Traces of an Ancient Superpower
Photos by Forrest Anderson
From 618 to 907, a glittering superpower ruled over a vast territory from China's east coast to the Middle East, wielding its influence from the most populous and cosmopolitan city in the world, Changan, China.
The Tang dynasty commanded armies of hundreds of thousands of soldiers who dominated lucrative central Asian trade routes along the Silk Road to Persia, further west than any previous Chinese dynasty had reached. The Tang also maintained maritime routes to the Middle East and Horn of Africa and east and southeast Asia, bringing goods into Changan (near present-day Xian, China) from as far away as Rome.
Tang rulers exercised direct power over foreign kingdoms and states under a tributary system, while Tang civilization had a deep and lasting cultural influence over an even wider sphere that included Japan, Korea and Vietnam.
The culturally mixed rulers who presided over this golden age of Chinese history were among the most open and culturally tolerant in China’s history, sporting Turkic clothing, welcoming foreigners to their capital and allowing women to acquire an education, own land, conduct business and divorce. A woman, the Empress Wu Zetian, ruled this empire for more than half a century.
Tang rulers instituted lasting reforms such as civil service examinations to recruit officials instead of relying on nobility for those positions. Woodblock printing was developed. Buddhism became a major influence while other religions were tolerated in major urban centers.

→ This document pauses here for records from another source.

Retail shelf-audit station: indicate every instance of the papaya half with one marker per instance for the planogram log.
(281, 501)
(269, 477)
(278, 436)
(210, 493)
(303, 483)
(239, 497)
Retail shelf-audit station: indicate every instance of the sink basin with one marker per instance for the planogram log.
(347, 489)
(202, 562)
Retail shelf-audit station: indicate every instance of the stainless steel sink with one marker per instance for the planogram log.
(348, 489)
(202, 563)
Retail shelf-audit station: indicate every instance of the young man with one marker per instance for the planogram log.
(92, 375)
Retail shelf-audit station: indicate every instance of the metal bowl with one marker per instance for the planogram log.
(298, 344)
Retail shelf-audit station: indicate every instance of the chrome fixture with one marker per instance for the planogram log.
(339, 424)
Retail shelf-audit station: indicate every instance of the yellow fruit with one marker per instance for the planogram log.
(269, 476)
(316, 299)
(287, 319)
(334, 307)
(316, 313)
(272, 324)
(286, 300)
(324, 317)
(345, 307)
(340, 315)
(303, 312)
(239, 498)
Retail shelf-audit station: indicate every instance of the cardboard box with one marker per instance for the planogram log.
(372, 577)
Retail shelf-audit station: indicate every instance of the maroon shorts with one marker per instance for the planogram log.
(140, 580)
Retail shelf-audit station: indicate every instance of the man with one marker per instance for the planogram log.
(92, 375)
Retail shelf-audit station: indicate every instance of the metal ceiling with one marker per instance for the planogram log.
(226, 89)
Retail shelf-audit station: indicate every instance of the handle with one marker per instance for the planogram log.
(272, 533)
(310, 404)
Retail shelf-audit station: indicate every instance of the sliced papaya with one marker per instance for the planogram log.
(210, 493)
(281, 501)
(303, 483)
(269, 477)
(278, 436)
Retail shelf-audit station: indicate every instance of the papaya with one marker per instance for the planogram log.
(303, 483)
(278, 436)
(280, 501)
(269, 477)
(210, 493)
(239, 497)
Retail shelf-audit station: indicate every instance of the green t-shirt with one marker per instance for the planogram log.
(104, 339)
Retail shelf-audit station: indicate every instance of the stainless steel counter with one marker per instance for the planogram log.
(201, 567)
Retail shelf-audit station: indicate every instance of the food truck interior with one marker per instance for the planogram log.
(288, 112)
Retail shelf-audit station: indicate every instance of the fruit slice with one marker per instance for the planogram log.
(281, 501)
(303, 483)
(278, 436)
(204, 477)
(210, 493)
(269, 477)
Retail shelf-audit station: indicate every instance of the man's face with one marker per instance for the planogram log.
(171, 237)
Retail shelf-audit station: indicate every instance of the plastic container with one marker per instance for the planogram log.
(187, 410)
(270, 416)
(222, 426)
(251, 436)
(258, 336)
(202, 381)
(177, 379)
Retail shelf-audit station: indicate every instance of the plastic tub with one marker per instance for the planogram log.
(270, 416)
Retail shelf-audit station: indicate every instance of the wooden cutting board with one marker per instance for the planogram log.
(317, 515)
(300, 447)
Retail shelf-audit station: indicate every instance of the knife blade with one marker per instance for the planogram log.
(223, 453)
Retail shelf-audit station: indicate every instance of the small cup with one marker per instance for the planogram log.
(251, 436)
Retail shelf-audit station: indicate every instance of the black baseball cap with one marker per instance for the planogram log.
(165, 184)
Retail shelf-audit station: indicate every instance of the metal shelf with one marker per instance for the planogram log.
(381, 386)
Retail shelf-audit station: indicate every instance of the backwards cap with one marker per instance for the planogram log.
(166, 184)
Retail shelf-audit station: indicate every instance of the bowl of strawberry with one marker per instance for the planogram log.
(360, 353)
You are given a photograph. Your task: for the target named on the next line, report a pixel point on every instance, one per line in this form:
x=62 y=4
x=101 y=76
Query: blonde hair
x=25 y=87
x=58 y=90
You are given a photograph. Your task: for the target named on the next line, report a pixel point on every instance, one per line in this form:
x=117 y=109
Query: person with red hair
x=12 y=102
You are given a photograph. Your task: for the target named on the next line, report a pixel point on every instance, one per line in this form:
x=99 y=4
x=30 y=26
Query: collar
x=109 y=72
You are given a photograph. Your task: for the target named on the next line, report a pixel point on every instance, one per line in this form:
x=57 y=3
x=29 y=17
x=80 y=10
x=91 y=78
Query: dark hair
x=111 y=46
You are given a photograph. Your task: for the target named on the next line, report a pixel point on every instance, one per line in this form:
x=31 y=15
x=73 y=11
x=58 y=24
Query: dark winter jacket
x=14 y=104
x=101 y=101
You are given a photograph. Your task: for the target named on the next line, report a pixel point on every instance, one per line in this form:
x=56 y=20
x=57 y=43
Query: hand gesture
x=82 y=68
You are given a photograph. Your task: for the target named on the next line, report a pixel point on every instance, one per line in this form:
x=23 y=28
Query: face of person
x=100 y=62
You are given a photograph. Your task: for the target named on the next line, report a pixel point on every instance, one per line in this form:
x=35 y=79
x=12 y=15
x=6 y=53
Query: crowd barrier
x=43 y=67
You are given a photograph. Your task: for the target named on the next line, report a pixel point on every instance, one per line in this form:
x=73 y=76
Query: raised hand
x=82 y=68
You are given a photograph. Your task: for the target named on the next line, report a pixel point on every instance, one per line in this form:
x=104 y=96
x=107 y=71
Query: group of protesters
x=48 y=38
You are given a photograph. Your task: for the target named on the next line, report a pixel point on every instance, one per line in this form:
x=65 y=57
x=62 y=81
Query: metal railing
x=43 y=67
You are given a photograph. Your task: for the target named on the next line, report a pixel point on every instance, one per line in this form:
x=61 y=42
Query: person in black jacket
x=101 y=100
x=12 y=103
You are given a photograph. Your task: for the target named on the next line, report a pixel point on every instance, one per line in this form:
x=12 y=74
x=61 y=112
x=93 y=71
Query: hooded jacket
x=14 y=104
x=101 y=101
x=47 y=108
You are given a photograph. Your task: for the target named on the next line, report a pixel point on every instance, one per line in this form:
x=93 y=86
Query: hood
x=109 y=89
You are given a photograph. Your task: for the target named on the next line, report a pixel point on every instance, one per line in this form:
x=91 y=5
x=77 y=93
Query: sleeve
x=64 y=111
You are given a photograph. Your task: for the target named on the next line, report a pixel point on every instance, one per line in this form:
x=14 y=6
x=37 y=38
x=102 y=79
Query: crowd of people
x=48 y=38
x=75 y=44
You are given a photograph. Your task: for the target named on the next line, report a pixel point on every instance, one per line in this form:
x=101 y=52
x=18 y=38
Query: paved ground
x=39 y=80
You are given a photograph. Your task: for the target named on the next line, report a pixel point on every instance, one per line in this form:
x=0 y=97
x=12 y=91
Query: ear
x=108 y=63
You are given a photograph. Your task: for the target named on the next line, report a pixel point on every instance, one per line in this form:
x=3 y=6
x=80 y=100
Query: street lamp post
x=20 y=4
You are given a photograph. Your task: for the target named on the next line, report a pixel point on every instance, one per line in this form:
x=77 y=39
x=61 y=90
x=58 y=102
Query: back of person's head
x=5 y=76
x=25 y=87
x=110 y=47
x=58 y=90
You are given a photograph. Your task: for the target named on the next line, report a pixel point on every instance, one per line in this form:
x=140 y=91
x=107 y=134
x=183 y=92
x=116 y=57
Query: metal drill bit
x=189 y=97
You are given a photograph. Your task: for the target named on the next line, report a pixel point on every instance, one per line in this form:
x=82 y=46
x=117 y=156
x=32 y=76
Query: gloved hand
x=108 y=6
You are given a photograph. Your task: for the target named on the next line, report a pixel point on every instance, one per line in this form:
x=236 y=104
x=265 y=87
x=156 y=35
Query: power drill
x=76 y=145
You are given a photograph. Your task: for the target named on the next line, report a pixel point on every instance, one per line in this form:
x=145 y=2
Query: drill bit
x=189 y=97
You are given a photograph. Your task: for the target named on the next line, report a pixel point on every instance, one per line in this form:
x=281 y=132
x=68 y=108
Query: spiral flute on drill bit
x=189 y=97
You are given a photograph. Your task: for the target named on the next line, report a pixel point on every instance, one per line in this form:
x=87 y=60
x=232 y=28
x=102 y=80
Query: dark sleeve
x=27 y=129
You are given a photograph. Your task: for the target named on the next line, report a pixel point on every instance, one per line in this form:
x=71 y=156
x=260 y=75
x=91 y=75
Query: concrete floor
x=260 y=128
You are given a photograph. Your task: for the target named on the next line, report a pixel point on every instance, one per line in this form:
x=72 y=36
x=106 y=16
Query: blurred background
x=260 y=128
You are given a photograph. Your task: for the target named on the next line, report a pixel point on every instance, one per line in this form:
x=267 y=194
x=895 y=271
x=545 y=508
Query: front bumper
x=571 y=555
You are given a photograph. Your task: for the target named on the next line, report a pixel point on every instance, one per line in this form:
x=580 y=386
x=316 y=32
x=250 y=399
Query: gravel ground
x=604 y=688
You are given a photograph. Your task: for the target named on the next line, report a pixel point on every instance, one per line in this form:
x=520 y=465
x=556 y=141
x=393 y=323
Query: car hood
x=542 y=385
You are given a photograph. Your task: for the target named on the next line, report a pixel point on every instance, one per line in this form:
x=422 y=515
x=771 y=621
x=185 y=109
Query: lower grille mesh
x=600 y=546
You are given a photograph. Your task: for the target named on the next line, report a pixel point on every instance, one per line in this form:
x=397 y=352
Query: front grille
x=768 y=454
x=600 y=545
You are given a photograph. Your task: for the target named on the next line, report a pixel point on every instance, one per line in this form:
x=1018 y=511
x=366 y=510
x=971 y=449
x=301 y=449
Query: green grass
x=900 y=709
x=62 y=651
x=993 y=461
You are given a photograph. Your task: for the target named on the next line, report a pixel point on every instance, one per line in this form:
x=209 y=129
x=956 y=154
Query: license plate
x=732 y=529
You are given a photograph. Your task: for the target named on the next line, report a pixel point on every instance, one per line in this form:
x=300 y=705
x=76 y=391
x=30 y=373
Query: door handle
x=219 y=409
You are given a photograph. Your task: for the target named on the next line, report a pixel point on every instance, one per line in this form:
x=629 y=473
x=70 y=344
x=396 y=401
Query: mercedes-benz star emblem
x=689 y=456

The Tang built a resplendent walled capital at Changan with a royal palace in the north. A wide central avenue running north and south connected the main southern city gate with the palace, a pattern that later persisted for more than a millennia in Chinese and other Asian capitals. Changan was famed for its square checkerboard pattern created by main streets running east and west and north and south.
The city had large Buddhist and Daoist monasteries, churches and flourishing universities to which foreigners flocked to study. Scholars compiled encyclopedias and histories and produced versions of the classics that were taken home by foreign scholars to become influential in cultures all over Asia. Painting, music and literature flourished and likewise spread.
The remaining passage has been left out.